Gedankt werde einem das ganze Trainersein auch von niemandem, wenn man gefeuert wird, macht eben jemand anderes den Job. Wer sich nach oben durcharbeiten wolle, der habe einen langen Weg vor sich, wenn er nicht als Ex-Profi direkt irgendwo einsteige. Und am Ende könne man dann doch nicht mehr allzu viel beeinflussen, wenn das Spiel läuft. Ob Uerdingen heute noch ein Tor schießen wird: Kann der Trainer da was für oder nicht?

Wohl nicht.

Spritgeld bekomme man vielleicht, auch schon mal eine Aufwandsentschädigung, aber nicht viel mehr. Und je höher man trainiere, desto weiter die Fahrten. Wer am Sonntag um 11h in Siegen Anstoß hat, muss eben schon vor 7h aus den Federn. Das mache man zwar gerne, sonst würde man es ja nicht machen, aber richtig Freude ist das auch nicht. Und natürlich brauche man eine Partnerin, die das alles mitmacht. Schließlich mache man das alles ja neben seinem normalen Job: drei Mal Training in der Woche, am Wochenende Spiel.

Wer nicht klarkomme damit, dass ständig von den Spielern an der Autorität des Trainers gegraben werde, der solle vielleicht besser erst gar nicht mit diesem Job anfangen. Und dass gegraben werde, das sei so sicher wie das Amen in der Kirche. Denn man habe ja immer mindestens die Nr. 12 bis Nr. 15 im Kader, die unzufrieden seien. Andererseits könne man sich auch mit weniger Härte in die Autorität des Amtes flüchten. Einer muss es halt entscheiden, wer spielt, und das sei nun mal der Trainer.

*

Vom Spiel selbst verpasste man durchs Schwätzchen halten nicht viel, denn obwohl Uerdingen erdrückend überlegen war, passte die Zahl der Torchancen noch an die Finger einer Hand. „Kein gutes Spiel“, befand auch der Profi im Spielbewerten und dann trennte man sich kurz vor der Halbzeit wieder, er wollte ja das Spiel schauen und man selbst noch wenigstens ein Mal an den Uerdingern auf der Haupttribüne vorbei. Die gaben nicht auf, zu singen, ganz im Stile der Ultras, und so machte sich immerhin Fußballatmosphäre breit. Denn die wenigen Hundert sangen zusammen immer noch so leise, dass man die Anweisungen des Schiedsrichters und der Spieler untereinander wie auch den einen oder anderen Fluch verstehen konnte. 0:0 zur Pause, wahrlich keine Partie für Feinschmecker, aber eben Fußball.

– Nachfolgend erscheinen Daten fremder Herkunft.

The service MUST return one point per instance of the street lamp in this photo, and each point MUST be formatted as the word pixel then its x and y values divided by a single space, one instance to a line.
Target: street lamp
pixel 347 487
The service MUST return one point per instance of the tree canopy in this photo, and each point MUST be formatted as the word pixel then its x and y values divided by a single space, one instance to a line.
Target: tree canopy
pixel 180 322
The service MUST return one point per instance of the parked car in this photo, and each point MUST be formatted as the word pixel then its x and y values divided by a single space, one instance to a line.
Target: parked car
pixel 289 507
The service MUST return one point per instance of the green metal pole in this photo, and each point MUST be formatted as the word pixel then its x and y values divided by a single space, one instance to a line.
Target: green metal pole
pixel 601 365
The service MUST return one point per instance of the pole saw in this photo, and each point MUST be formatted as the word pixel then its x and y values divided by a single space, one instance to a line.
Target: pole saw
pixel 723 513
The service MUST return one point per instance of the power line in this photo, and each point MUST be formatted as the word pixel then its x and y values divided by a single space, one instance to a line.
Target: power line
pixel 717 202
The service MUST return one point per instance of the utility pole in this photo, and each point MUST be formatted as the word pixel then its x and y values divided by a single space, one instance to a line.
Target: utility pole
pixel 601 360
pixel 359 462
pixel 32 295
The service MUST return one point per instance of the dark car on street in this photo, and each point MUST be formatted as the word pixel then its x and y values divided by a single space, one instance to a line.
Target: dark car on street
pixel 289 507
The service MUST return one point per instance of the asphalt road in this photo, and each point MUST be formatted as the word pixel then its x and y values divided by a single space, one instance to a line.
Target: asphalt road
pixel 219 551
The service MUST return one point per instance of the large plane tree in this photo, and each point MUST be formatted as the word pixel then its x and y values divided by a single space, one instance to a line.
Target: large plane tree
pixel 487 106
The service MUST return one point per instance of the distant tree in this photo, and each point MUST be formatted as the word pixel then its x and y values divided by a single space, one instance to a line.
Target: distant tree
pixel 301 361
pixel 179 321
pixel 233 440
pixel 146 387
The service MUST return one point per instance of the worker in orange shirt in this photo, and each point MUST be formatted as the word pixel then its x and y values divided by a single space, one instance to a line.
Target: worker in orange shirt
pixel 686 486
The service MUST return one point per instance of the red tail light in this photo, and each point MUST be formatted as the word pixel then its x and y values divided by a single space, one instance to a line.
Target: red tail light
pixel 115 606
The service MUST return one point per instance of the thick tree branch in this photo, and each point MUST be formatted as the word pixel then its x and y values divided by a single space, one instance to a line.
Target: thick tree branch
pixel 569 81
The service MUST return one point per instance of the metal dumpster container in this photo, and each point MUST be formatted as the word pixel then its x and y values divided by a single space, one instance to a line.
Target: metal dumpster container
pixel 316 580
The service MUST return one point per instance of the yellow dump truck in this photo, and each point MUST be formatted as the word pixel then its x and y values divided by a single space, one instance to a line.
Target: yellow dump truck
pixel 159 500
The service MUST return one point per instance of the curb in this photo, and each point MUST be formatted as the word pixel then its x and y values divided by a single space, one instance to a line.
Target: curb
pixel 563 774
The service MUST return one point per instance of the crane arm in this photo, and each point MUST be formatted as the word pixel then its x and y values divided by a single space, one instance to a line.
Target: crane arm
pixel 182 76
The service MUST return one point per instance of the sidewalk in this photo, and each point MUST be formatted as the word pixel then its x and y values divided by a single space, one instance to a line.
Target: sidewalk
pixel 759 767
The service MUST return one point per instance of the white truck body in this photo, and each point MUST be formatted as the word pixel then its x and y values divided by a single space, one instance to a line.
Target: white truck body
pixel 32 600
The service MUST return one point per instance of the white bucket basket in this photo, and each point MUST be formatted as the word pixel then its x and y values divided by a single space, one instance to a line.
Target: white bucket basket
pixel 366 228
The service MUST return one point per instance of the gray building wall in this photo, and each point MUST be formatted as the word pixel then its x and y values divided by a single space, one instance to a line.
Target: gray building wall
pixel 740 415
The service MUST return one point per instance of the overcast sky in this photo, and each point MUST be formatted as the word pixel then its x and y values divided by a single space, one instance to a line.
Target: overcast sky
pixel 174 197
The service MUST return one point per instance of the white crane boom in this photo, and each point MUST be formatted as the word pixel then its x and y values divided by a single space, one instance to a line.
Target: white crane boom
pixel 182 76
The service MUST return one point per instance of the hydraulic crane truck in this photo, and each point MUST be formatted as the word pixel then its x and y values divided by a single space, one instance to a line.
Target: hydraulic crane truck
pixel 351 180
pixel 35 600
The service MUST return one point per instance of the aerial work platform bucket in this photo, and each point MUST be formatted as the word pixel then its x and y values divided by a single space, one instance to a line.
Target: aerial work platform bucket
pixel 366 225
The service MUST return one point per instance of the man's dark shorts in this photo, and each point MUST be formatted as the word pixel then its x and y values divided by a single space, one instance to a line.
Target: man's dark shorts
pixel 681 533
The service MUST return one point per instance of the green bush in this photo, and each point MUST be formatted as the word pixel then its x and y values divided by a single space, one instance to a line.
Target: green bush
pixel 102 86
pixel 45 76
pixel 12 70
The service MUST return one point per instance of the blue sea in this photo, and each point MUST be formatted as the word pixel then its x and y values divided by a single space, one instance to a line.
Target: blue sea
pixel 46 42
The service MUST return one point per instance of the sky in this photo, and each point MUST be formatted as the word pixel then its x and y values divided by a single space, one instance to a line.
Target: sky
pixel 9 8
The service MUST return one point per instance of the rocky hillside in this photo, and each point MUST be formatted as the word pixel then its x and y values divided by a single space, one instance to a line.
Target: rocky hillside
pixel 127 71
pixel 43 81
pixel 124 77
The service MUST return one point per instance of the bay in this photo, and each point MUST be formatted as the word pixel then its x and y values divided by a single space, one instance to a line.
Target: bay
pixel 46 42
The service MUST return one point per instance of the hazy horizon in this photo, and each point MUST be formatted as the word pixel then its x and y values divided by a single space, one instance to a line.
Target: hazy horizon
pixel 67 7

Womit auch gleichzeitig klar wurde, dass man über derartige Ligen hinaus nur auf drei Wegen existieren kann:

a) ein Verein verfügt über viele Zuschauer
b) ein Verein verfügt über einen potenten Mäzen oder Sponsor
c) ein Verein hat mit Glück eine äußerst gute Generation noch nicht weggekaufter Spieler zusammengesammelt

Wobei im Falle von c) schon sehr bald b) oder a) vorhanden sein müssen, sonst setzt auch dort der Ausverkauf ein. Im Prinzip völlig frustrierend für alle Vereine, die wissen, dass sie weder a) noch b) besitzen, so wie es bei den Sportfreunden Hamborn 07 der Fall ist. Während der anrückende Gegner aus Uerdingen über a) und b) verfügt, was zusammen dann eben die Eingangs erwähnte Bilanz von 15 Siegen aus 16 Spielen ergibt.

Weshalb ein im Anschluss an die Partie befragter Hamborner Mittelfeldspieler auch ganz richtig mit seiner Einschätzung lag, über die spät zustande gekommene Niederlage nicht allzu enttäuscht zu sein, schließlich habe man gewusst, was die Mannschaft heute erwarte. Und man habe sich mehr als achtbar aus der Affäre gezogen.

Außerdem sei für ihn, Mitte 20, der Zug abgefahren, noch etwas höherklassig zu spiele. Er spiele in Hamborn, weil er schon seit über 10 Jahren hier sei, die Stimmung in der Truppe gut sei und er das Ganze nicht als Beruf begreife. Geld gäbe es auch keines, sagt er zumindest, während der eine oder andere Uerdinger durchaus schon vierstellig verdiene. Da könne man sich ausrechnen, wie die Kräfteverhältnisse auf dem Platz seien. Drei Mal pro Woche Training, in dieser Woche vor dem Spiel gegen Uerdingen mehr Taktik als sonst, schließlich müsse man über 90 Minuten verteidigen.

Eigentlich nicht schlecht gelungen, aber leider nur eigentlich. Dann schnell duschen, damit man sich nicht erkältet, denn es herrschte bestes Fußballwetter, an diesem Samstagmittag, wie schon erwähnt.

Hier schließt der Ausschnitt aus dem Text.